Der Strom fließt träge dahin. Aber Ingo Hülser denkt doch an Hochwasser. Er spricht über den Deich, der mitten durch das Dorf Götterswickerhamm läuft, dass auch dieser Abschnitt saniert werden muss.

Der Deich zerschneidet das Dorf am Rhein im Kreis Wesel, oben drüber läuft die Straße. Und mit der Sanierung muss er noch höher werden. Zehn Meter müsste der Rheinpegel dann steigen, um über die Deichkrone zu schwappen. Hülser kann sich das kaum vorstellen: "Dann müsste schon der ganze Niederrhein absaufen." Aber er hat die Bilder von brechenden Deichen vom Hochwasser an Elbe und in Bayern im Kopf. "So eine extreme Wetterlage mit viel Regen kann uns auch treffen."

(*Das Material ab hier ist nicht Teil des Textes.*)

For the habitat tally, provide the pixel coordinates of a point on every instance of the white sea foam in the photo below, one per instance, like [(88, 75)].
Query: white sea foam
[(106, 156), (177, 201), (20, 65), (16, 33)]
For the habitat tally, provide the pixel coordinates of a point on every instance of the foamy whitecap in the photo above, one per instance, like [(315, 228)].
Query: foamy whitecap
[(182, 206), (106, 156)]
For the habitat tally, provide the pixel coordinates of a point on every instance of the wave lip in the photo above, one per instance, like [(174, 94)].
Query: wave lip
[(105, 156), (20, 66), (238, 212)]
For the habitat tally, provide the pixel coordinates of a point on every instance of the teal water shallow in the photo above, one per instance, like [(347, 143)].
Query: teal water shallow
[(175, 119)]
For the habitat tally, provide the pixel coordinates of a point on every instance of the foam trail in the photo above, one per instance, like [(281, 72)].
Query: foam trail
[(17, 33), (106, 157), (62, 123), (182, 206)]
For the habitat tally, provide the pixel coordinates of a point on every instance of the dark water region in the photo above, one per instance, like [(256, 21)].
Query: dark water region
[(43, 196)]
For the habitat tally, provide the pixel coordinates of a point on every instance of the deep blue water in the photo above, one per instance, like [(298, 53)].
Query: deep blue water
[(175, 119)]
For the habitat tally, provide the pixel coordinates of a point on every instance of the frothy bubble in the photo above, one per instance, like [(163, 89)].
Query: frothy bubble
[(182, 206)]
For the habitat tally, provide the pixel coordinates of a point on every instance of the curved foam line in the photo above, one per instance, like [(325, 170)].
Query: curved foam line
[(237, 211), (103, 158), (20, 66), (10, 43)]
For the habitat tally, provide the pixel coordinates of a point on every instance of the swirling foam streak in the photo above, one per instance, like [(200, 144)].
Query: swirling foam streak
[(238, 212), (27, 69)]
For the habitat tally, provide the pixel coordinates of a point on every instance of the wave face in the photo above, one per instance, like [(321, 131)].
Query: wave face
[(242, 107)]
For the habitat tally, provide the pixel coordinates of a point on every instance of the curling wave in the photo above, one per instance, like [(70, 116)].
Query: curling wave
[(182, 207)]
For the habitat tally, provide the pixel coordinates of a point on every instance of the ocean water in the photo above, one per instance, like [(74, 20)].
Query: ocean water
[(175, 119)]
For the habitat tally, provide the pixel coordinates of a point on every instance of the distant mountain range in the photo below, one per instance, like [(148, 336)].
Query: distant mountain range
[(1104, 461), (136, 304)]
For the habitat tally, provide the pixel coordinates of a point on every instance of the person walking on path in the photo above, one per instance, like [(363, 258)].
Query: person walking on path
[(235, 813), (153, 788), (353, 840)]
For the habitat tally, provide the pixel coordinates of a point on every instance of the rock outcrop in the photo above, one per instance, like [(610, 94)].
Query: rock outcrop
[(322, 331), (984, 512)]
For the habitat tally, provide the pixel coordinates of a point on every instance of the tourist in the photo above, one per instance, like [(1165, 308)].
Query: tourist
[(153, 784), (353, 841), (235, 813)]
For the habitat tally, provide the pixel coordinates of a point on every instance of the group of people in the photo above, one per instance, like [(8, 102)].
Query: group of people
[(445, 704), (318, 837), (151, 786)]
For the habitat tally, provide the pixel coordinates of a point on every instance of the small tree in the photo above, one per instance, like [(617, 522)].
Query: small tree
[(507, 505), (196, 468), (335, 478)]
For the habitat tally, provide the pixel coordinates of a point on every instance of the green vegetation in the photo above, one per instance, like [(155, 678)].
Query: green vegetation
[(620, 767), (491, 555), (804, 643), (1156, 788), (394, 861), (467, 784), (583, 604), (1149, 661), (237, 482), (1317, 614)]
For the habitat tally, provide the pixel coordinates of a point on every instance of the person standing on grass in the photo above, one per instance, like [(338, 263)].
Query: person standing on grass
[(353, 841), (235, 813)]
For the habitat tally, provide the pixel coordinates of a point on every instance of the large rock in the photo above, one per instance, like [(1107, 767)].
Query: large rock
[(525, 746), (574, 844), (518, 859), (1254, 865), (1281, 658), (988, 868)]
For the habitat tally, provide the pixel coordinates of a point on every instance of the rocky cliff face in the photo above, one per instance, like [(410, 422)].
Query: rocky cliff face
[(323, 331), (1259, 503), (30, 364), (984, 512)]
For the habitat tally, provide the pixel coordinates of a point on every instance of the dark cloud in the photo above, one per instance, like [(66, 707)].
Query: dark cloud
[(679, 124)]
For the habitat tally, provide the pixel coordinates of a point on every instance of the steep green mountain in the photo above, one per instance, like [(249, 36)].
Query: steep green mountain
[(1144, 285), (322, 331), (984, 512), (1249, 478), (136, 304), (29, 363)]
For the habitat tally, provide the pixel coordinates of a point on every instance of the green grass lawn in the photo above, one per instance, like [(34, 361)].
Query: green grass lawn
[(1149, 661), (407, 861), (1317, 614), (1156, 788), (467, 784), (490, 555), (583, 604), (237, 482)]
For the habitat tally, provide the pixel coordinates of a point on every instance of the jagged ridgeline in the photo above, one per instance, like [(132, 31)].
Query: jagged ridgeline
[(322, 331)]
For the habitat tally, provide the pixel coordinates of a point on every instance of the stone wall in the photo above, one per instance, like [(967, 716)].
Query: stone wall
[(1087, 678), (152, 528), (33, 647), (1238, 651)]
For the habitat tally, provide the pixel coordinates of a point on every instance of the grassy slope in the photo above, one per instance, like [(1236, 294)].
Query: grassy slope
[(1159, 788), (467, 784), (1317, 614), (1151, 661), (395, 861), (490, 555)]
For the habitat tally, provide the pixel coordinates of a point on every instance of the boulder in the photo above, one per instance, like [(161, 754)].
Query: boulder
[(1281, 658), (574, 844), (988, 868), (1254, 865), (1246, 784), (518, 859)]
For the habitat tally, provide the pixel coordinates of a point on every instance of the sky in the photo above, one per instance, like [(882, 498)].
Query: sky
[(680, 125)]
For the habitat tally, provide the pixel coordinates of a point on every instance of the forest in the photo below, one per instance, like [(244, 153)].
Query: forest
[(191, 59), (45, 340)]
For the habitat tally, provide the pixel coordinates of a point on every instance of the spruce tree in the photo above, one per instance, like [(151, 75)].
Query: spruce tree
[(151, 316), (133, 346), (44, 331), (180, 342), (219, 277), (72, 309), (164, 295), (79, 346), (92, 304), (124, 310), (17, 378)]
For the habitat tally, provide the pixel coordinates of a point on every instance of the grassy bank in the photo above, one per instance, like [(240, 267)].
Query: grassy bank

Mobile Spundwände wie in Köln waren auch schon mal in der Diskussion. Aber Götterswickerhamm ist eben nicht Köln. Zuviel Logistik für den kleinen Verband mit Ehrenamtlern. Der Deichverband Mehrum hat sich für eine Hochwasserschutzmauer direkt am Rheinufer entschieden, dann könnte der alte Deich aus dem Ort verschwinden.

Auch wenn es kritische Stimmen gibt - massive Proteste erwartet Hülser nicht. Kritisiert wird vielmehr das Land, das die direkten Zuschüsse zur Sanierung von 40 auf 30 Millionen Euro kürzen will.

Es soll aber auch 20 Millionen für ein Kreditprogramm mit langer Laufzeit und zinsfreien Zeiten geben. "Das ist ein ganz falsches Signal", meint Hülser aber. Bisher mussten die Grundstückseigentümer in den Risikogebieten 20 Prozent der Kosten selber zahlen, das könnte dann mehr werden.

"Wir sind relativ weit im Hochwasserschutz", stellt ein Sprecher des NRW-Umweltministeriums fest und verweist unter anderem auf drei neue Rückhalteräume. Nach einer Bestandsanalyse aus dem vergangenen Jahr müssen in Nordrhein-Westfalen noch 73 von 320 Deichkilometer saniert werden und 37 Kilometer Deich gehören noch auf den Prüfstand.

Das sind noch unerledigte Aufgaben aus dem Hochwasserschutzkonzept 2006. Die "möglichst schnelle Sanierung" der Deiche zählt die rot-grüne Landesregierung zu den wichtigsten Aufgaben im Hochwasserschutz.

Mit "schnell" ist das für Holger Friedrich so eine Sache. Er ist Geschäftsführer des größten Deichverbands in Nordrhein-Westfalen in Emmerich am Niederrhein. 1990 machten die Behörden den damals noch örtlichen Einzelverbänden Dampf und forderten sie auf, ihre Deiche auf Vordermann zu bringen. Eilbedarf!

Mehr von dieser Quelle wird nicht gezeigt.